I agree that there are inductive biases towards sharing features and/or components. I’m not sure if there’s a good study of what features would be of this sort, vs. which others might actually benefit from being more seperate[1], and I’m not sure how you would do it effectively for a truly broad set of features nor if it would necessarily be that useful anyways, so I tend to just take this on vibes since it’s pretty intuitive based on our own perception of i.e. shapes. That said there are plenty of categories/tasks/features, which I would expect are kinda seperable after some point. Specifically, anything where humans have already applied some sort of division of labor to, like software features vs. biology knowledge features vs. creative writing features, etc… (in the setting of natural language). Obviously, these all might share some basic grammatical or structural core features, but one layer of abstraction up it feels natural that they should be seperable. All this goes to say is that it seems like a good idea to give gradient routing the best possible shot at success might be to try some such partitioning of features/tasks,[2] because unlike 3 and 8 we have some prior reason to believe that they should indeed be rather seperate. Maybe there’s other sources that can motivate what features or tasks to try to route seperately with minimal loss of utility (i.e. like what MoE papers report works well or not) but I haven’t thought about it too much.
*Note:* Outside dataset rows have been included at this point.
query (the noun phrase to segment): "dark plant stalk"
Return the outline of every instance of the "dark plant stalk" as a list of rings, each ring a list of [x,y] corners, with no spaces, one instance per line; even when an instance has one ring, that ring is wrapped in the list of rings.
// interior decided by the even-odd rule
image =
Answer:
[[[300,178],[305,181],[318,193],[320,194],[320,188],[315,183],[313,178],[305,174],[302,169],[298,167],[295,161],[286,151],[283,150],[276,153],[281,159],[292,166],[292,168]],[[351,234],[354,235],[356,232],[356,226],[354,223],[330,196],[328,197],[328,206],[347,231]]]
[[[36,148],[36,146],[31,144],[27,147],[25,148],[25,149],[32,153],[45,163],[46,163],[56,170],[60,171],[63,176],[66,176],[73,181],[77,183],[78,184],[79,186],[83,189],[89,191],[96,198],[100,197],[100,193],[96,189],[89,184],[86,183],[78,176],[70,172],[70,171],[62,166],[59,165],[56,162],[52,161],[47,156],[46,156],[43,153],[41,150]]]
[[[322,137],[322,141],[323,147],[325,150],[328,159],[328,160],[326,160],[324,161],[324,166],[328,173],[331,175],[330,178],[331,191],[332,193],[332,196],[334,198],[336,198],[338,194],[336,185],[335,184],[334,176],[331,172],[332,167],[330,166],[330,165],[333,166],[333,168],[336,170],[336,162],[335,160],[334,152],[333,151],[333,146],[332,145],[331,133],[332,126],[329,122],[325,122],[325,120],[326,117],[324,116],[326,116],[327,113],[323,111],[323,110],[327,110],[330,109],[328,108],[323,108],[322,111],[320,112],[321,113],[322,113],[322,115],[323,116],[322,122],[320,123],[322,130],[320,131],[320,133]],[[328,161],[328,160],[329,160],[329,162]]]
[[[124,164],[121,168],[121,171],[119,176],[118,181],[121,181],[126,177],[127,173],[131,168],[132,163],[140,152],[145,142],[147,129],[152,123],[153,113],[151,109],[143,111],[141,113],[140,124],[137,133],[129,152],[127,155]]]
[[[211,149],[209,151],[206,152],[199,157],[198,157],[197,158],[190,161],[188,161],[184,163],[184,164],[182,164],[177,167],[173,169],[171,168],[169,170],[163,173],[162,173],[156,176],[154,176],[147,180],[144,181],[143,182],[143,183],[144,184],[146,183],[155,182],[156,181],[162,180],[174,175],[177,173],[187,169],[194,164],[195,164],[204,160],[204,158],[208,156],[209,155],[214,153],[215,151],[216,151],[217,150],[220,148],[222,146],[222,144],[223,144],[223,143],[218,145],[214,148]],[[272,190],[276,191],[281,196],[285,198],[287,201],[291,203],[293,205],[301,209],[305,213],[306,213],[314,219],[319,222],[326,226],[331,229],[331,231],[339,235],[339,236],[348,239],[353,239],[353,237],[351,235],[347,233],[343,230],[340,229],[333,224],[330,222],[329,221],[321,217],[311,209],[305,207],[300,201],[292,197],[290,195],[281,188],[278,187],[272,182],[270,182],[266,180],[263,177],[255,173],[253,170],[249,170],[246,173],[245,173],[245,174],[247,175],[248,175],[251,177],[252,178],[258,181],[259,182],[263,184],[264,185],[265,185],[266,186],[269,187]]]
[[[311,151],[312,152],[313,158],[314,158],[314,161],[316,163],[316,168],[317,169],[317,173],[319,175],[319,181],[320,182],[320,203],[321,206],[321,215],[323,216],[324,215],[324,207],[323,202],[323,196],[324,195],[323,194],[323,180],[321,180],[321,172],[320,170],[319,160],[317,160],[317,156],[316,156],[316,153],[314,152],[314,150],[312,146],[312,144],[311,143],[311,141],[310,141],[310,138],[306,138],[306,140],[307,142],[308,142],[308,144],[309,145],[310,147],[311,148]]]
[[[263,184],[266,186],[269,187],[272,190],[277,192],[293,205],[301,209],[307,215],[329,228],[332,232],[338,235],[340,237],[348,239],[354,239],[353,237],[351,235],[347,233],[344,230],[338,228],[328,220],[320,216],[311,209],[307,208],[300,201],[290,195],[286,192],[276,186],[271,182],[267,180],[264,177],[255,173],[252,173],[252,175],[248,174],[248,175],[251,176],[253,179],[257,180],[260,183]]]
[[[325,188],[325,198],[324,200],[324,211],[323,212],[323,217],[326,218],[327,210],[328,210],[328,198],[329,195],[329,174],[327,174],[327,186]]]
One downside here is that all these examples that come to mind are in language settings, and so to get reasonable utiliy to start with you would probably need to be in the 1B-7B model size range.
About the edges. Have you tried all 3 combinations (route both, route one, route the other)? I think the fact that you limit to these edges in mentioned in the appendix Memory section. Surely, routing on activation edges is not actually prohibitive. Worst-case you you can just assign blocks to each category and it’ll basically just be an MoE. This really is just mathematically equivalent to MoE with a specific choice of architecture[3] right? One idea I had vaguely a while ago but it seems rather complicated is to do alternating dense training with MoE-ffication. In the dense training phases you train densly like usual. Then, you use some clever algorithm (think: like interpretability methods on steroids) to decide which parts of the network will get which experts. Then, in the MoE-ffication phase you use the clever algorithm to basically define routes/prune edges (for the chosen partitioning). You go back and repeat. Each expert is somewhat analogous its own network so each new iteration you split further and further. The goal is to get as much splitting for minimal utility cost possible. The resulting model might be smaller/cheaper at inference time and more interpretable. I’m not honestly sure how useful this might be, but I thought it was kind of cool :P
Really all I care about here is that these features don’t lose too much from being seperate. With that said, I guess some features may benefit from being seperated at training time if the train set has some spurious correlations, which it probably does.
Unlearning virology, if you do want cellular biology, seems like the hardest possible task ngl.
You might be weight-sharing or smth.